Closed wonjunior closed 11 months ago
Maybe, the ReLU in the MLP network for the roughness is dead (all input values are negative) so only a single value (offset in the last layer) is predicted. You may check whether this is the cause of this problem. You may reduce the learning rate or use LeakyReLU to remedy this problem.
Thank you for your prompt reply!
As far as I understand though, the activation used on the roughness predictor is a sigmoid (rescaled to [0.04²,1]

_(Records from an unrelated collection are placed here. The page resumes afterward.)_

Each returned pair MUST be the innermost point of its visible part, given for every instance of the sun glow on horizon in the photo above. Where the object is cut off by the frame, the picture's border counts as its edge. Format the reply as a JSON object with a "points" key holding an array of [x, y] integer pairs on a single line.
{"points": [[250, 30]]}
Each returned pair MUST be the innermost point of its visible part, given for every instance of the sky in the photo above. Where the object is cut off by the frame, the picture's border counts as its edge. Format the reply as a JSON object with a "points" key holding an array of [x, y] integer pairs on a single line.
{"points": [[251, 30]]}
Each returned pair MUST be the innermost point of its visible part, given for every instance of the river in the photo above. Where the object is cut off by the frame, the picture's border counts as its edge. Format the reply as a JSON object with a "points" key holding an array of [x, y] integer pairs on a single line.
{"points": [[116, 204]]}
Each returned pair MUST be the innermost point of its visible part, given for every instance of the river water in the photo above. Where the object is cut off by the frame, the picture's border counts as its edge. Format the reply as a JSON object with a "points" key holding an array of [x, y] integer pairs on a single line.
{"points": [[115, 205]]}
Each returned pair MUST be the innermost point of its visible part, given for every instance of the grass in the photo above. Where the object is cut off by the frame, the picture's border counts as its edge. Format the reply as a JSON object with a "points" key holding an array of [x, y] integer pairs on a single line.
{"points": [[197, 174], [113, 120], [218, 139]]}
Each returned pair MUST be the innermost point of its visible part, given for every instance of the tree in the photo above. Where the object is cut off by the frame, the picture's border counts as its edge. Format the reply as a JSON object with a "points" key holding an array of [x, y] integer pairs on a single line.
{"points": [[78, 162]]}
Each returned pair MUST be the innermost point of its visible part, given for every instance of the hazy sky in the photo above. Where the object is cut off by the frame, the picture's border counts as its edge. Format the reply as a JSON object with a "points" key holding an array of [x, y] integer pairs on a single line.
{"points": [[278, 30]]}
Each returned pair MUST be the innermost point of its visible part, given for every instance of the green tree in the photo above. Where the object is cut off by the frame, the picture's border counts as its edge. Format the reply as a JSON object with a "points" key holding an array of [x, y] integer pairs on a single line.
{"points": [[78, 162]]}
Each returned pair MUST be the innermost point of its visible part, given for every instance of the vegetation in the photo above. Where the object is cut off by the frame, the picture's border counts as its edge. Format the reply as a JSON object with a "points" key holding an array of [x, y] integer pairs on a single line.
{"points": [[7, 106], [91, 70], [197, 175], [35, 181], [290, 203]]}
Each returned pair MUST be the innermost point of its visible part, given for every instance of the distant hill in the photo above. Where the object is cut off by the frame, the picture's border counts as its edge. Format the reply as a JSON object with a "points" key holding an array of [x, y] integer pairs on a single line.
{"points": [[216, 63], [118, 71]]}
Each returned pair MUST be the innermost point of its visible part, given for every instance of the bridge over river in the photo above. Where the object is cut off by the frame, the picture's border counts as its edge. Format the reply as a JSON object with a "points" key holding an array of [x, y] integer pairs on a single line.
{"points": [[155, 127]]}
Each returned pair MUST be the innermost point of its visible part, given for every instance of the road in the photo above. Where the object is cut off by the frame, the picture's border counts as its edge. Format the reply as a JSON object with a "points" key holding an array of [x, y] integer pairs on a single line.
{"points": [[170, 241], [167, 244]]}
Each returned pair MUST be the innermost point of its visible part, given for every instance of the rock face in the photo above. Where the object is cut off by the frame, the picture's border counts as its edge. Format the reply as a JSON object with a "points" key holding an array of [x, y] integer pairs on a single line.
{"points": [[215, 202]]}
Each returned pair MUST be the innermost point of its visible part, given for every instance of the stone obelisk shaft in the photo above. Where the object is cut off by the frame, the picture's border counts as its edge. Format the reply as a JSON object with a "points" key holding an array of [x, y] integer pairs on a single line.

cf. field.py). I am aware you use a regularization on the roughness and metalness to avoid saturating to 0.04² or 1. When I keep those loss terms however, I saturate to some values around 0.4...
I appreciate your feedback.
Maybe, some previous ReLUs are dead so the output would be the same for all coordinate. https://github.com/liuyuan-pal/NeRO/blob/3b4d421a646097e7d59557c5ea24f4281ab38ef1/network/field.py#L330
That makes sense, thank you for the help!
I had a question regarding the MC importance sampling. I've tried applying your method to a dielectric, highly glossy object. The first stage works well, but less so on stage 2. While debugging, I trained the BRDF MLP and the albedo/roughness MLPs, keeping the metal map at 0. I used MC importance sampling with the ground truth (gt) envmap. It appears that the roughness BRDF gets stuck, and after a few iterations, the MLP predicts a single value (around 0.4) for all points in the scene. Any idea why this might be happening? It seems estimating the roughness parameter is tricky, even with the provided gt environment map. I appreciate any leads, thank you for your great work.